The novelist, who has lived under threat for decades since enraging clerical authorities in Iran through his writing, is recovering after being repeatedly stabbed at a public appearance in New York state. In Iran's first official reaction to Friday's attack, ministry spokesperson Nasser Kanaani said freedom of speech did not justify Rushdie's insults against religion. His 1988 novel "The Satanic Verses" is viewed by some Muslims as containing blasphemous passages.
"During the attack on Salman Rushdie, we do not consider anyone other than himself and his supporters worthy of reproach, reproach and condemnation," Kanaani told a news briefing. "No one has the right to accuse Iran in this regard." Writers and politicians around the world have condemned the attack. His agent said Rushdie had sustained severe injuries, including nerve damage in his arm and wounds to his liver, and was likely to lose an eye.
The India-born writer has lived with a bounty on his head since "The Satanic Verses" was published in 1988. The following year, Iran's then Supreme Leader Ayatollah Ruhollah Khomeini issued a fatwa, or edict, calling on Muslims to kill the novelist and anyone involved in the book's publication. The Iranian government said in 1998 it would no longer back the fatwa. But in 2019, Twitter suspended Iran's Supreme Leader Ayatollah Ali Khamenei's account over a tweet that said the fatwa against Rushdie was "solid and irrevocable".
1989
Year Ayatollah Ruhollah Khomeini issued a fatwa on Rushdie
The father of the man charged with attempting to murder novelist Salman Rushdie has locked himself in at his home in southern Lebanon and is refusing to speak to anyone, town mayor Ali Tehfe said on Sunday. The suspect in Friday's attack in New York state has been identified by police as 24-year-old Hadi Matar from New Jersey. He has pleaded not guilty. Matar is originally Lebanese and his family comes from the south Lebanon town of Yaroun.

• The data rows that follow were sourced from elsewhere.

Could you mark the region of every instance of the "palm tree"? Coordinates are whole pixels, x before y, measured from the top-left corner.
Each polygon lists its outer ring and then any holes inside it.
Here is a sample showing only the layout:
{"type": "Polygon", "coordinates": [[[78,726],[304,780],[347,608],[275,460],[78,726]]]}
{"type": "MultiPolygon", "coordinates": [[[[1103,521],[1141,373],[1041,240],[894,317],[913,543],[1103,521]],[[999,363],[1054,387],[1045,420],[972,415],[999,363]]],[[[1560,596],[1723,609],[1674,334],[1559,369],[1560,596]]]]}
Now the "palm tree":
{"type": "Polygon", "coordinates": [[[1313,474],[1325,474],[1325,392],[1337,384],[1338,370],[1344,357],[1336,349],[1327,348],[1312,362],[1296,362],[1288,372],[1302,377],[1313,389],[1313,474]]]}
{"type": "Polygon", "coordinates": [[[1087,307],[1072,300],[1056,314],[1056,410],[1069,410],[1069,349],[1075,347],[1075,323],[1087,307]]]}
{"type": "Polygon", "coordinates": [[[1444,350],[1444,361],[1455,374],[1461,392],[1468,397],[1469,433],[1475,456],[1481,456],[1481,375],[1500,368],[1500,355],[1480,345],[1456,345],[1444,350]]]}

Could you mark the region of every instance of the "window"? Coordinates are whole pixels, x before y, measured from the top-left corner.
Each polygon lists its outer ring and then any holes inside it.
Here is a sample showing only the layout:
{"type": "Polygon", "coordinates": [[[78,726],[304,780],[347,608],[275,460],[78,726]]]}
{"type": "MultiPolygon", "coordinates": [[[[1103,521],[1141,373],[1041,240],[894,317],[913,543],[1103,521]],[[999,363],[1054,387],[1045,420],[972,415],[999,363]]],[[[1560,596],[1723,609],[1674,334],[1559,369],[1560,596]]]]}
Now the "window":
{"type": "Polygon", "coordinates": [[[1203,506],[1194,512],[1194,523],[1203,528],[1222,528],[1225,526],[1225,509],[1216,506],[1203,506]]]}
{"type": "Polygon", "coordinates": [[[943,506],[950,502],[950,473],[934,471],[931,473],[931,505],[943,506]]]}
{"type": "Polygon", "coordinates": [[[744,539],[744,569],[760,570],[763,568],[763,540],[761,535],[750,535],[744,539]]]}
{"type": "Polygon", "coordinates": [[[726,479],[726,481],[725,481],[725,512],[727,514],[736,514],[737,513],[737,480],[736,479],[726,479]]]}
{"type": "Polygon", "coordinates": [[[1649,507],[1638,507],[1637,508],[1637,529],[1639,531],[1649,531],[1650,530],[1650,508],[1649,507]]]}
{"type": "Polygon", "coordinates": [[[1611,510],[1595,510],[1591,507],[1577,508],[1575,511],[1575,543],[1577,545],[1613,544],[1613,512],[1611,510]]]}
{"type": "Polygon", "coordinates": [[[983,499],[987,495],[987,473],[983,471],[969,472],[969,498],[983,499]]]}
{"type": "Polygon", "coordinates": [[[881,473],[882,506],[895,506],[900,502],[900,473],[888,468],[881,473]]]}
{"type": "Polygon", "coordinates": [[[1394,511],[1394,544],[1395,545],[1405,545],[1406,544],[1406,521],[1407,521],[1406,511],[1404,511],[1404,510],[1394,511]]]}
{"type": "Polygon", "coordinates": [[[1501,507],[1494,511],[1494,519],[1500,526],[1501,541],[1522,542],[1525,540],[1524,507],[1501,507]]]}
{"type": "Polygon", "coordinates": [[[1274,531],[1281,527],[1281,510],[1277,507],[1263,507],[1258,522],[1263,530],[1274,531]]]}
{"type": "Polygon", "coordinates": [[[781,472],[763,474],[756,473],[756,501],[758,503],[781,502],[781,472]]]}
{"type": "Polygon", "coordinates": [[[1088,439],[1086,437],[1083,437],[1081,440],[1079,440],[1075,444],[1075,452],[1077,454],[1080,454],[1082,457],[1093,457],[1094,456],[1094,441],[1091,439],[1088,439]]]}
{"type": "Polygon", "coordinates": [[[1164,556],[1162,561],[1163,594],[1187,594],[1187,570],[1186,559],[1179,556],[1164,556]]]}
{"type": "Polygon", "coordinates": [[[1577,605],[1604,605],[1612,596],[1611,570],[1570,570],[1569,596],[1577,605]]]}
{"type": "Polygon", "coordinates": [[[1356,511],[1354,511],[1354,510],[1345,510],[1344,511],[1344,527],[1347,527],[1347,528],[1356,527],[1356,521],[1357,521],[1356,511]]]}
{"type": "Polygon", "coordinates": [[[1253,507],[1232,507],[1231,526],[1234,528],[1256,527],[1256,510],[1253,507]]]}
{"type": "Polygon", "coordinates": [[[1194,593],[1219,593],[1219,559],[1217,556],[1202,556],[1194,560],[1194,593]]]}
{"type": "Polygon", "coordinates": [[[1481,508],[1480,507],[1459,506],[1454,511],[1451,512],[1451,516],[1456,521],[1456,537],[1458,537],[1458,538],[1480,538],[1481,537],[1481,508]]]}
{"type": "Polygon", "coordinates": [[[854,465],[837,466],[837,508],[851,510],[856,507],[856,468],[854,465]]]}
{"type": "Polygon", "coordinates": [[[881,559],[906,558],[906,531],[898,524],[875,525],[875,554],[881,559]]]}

Tehfe said the parents emigrated to the United States and Matar was born and raised there, but his father returned to Lebanon several years ago. "His father is in the country now but he has locked himself in and is not accepting to give any kind of statement to anyone. We tried with him, we sent people, we went and knocked the door but he is not agreeing to speak to anyone," Tehfe said.